OpenSSL libcrypto: how does EC_POINT_point2oct() encode its result? Is it portable?

Question

EC_POINT_point2oct(ecGroup,EC_KEY_get0_public_key(key),POINT_CONVERSION_COMPRESSED,_pub._key,sizeof(_pub._key),0)

It wouldn't be anything high level like DER, PKCS*, or anything ASN.1. (Would it?) I'm guessing a raw BN containing an EC compressed point.

I'm curious as to whether this result is something that could be ported to other languages, e.g. Java using BouncyCastle's EC classes.

Answer 1

It seems likely to just be in the ANSI X9.62 format, which is very standard, yes, being used e.g. to encode EC points in TLS handshakes.

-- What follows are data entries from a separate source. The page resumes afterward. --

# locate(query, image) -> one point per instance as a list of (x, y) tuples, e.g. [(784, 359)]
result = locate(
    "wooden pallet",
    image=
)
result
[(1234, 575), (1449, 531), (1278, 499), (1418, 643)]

In particular, BouncyCastle's EC classes can read them, supporting uncompressed, compressed, and hybrid encodings (basically everything). In lightweight API, if you have an instance of org.bouncycastle.math.ec.ECCurve, you can call ECCurve.decodePoint on the encoding to get back an ECPoint on the curve. ECPoint instances can then be used to create public/private keys.

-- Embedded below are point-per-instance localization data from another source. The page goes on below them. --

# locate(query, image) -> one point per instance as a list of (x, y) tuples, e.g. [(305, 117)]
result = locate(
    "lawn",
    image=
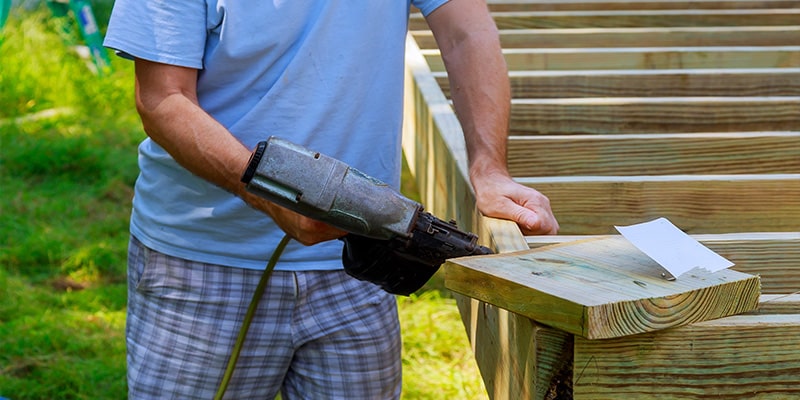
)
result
[(68, 142)]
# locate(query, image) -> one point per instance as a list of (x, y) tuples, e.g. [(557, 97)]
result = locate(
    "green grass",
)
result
[(67, 166)]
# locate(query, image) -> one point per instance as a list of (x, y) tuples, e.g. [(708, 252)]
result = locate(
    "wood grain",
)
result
[(773, 256), (649, 82), (697, 204), (740, 357), (638, 37), (655, 154), (600, 288), (654, 115), (588, 5), (542, 59)]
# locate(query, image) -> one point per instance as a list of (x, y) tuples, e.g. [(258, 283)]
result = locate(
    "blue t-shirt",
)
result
[(327, 74)]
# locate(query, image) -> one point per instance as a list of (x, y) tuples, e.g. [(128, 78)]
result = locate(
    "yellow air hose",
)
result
[(248, 318)]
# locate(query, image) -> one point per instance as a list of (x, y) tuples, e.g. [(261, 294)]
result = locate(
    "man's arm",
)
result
[(480, 90), (166, 99)]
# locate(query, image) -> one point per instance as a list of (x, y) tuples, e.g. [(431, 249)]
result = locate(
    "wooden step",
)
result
[(638, 37), (655, 154), (650, 83), (588, 5), (642, 58), (695, 203), (615, 115)]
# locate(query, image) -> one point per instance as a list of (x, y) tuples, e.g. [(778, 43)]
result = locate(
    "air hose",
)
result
[(248, 318)]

If you are using BC (or most other providers, I expect) via JCE, I'd be confident it's straight-forward to decode them via that API too.

Answer 2

If you browse the source deep enough you will see statements such as these:

ret = (form == POINT_CONVERSION_COMPRESSED) ? 1 + field_len : 1 + 2*field_len;

so it should not apply any additional encoding, as you expected. It is easy enough try too, of course.

Returning a compressed point should not be too hard. Retrieving the value back is trickier and may get you into trouble regarding software patents.